The second constructor takes these three properties as its three parameters.
// Use the parameterless constructor:
NewtonRaphsonSolver solver = new NewtonRaphsonSolver();
// Then set the target function and its derivative:
solver.TargetFunction = Math.Sin;
solver.DerivativeOfTargetFunction = Math.Cos;
// and the initial guess:
solver.InitialGuess = 4;
// Or specify all three directly in the constructor:
NewtonRaphsonSolver solver2 = new NewtonRaphsonSolver(Math.Sin, Math.Cos, 4);
The iteration can be controlled as outlined before by setting the AbsoluteTolerance, RelativeTolerance, ConvergenceCriterion, MaxIterations properties. The Solve method calculates the zero of the target function:
Console.WriteLine("Newton-Raphson Solver: sin(x) = 0");
Console.WriteLine(" Initial guess: 4");
double result = solver.Solve();
Console.WriteLine(" Result: {0}", solver.Status);
Console.WriteLine(" Solution: {0}", solver.Result);
Console.WriteLine(" Estimated error: {0}", solver.EstimatedError);
Console.WriteLine(" # iterations: {0}", solver.IterationsNeeded);
When you don't have the derivative...
You can still use this class if you don't have the derivative of the target function. In this case, use the static GetNumericalDifferentiator method of the FunctionMath class to create a Func<T, TResult> delegate that represents the numerical derivative of the target function.

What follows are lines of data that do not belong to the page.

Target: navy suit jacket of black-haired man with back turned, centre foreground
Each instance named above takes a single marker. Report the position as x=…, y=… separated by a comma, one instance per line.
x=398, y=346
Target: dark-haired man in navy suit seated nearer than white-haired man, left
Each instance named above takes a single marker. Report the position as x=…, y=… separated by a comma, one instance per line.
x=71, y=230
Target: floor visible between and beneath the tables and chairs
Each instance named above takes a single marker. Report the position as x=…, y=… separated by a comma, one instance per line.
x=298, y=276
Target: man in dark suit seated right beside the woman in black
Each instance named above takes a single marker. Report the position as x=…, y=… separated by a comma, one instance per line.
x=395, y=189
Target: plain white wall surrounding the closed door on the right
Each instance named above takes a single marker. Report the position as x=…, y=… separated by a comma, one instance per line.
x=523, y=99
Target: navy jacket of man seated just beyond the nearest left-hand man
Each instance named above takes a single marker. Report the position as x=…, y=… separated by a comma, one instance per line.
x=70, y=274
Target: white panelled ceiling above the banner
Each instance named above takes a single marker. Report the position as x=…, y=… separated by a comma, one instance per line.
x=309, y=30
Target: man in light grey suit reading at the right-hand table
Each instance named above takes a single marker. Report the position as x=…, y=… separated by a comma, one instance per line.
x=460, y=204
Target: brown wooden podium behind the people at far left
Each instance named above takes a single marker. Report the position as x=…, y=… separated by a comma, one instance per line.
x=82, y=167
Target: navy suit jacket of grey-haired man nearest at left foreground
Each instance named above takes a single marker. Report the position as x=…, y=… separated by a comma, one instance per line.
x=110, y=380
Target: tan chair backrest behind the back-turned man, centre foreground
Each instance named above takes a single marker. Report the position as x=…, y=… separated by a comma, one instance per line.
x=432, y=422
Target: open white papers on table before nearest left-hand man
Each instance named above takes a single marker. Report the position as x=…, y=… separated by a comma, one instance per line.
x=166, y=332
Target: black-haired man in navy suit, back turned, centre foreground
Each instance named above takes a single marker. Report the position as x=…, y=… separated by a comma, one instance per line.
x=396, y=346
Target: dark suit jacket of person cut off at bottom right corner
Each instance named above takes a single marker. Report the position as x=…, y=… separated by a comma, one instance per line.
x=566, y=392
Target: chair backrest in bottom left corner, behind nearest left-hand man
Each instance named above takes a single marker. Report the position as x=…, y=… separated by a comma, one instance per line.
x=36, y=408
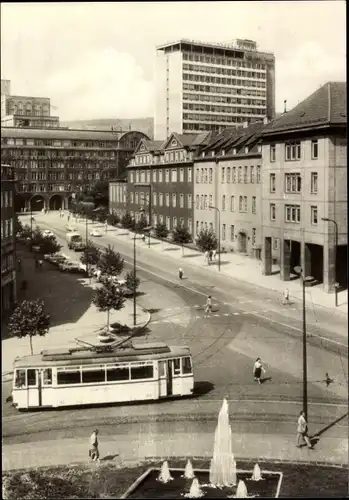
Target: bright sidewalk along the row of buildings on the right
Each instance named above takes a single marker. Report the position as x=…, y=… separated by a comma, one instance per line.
x=242, y=268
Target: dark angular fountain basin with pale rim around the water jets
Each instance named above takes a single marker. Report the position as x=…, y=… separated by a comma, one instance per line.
x=147, y=485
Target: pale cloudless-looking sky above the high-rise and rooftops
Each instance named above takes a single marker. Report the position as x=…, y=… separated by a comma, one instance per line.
x=96, y=60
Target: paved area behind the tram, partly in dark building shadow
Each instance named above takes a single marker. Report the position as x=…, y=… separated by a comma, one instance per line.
x=82, y=320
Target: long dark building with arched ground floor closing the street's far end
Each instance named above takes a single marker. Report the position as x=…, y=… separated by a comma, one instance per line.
x=51, y=165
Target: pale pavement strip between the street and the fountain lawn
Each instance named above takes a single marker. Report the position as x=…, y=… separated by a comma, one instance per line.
x=133, y=447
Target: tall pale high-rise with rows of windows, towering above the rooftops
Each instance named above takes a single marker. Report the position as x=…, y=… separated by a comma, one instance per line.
x=208, y=87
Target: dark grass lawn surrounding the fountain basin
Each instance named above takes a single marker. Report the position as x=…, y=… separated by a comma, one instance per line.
x=108, y=480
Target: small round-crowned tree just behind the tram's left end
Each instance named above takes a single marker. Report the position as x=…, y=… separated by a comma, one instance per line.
x=29, y=319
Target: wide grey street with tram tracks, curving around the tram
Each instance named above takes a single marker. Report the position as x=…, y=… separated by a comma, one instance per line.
x=224, y=347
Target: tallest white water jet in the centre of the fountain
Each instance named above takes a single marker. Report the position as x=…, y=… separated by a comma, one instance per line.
x=223, y=465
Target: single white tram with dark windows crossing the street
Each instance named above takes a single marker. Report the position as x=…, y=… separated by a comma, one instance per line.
x=91, y=376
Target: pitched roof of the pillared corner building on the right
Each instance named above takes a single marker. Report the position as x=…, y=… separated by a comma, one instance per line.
x=326, y=106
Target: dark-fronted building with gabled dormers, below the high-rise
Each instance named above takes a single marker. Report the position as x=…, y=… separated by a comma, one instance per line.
x=160, y=181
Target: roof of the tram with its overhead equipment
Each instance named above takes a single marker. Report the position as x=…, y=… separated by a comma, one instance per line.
x=88, y=356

It should be noted, however, that this technique requires significantly more function evaluations. If it is possible to find an interval that contains the root, the preferred method is to use one of the root bracketing solvers from the previous section.
A better alternative, if the function is simple enough to express in a single expression, is to use automatic differentiation to have the derivative calculated for you. To do this, you pass a lambda expression that evaluates the function to the GetDerivative(Expression<Func<Double, Double>>) method, which also creates a Func<T, TResult> delegate.
Both techniques are illustrated below:
solver.TargetFunction = Special.BesselJ0;
var derivative1 = FunctionMath.GetNumericalDifferentiator(Special.BesselJ0);
var derivative2 = SymbolicMath.GetDerivative(x => Special.BesselJ0(x));
solver.DerivativeOfTargetFunction = derivative2;
solver.InitialGuess = 5;
Console.WriteLine("Zero of Bessel function near x=5:");
result = solver.Solve();
Console.WriteLine(" Solution: {0}", solver.Result);
Console.WriteLine(" # iterations: {0}", solver.IterationsNeeded);
Bounds on the solution
In some cases, a straightforward application of Newton's algorithm can break down. For example, when an approximation ends up in a region where the function is not defined. In such cases, it can be beneficial to define bounds that the algorithm should stay within.
You can do this by setting the LowerBound and UpperBound properties. You can set only one of these properties or both.
The example below finds tries to solve the equation \( \sqrt(1-x)=1 \), starting with \( x = 1 \). Without an upper bound, the algorithm fails with a status of BadFunction. When the upper bound is set to 10, the algorithm finds the solution quickly:
solver.TargetFunction = Special.BesselJ0;
var derivative1 = FunctionMath.GetNumericalDifferentiator(Special.BesselJ0);
var derivative2 = SymbolicMath.GetDerivative(x => Special.BesselJ0(x));
solver.DerivativeOfTargetFunction = derivative2;
solver.InitialGuess = 5;
Console.WriteLine("Zero of Bessel function near x=5:");
result = solver.Solve();
Console.WriteLine(" Solution: {0}", solver.Result);
Console.WriteLine(" # iterations: {0}", solver.IterationsNeeded);
Reference
Newton, I. Methodus fluxionum et serierum infinitarum. 1664-1671.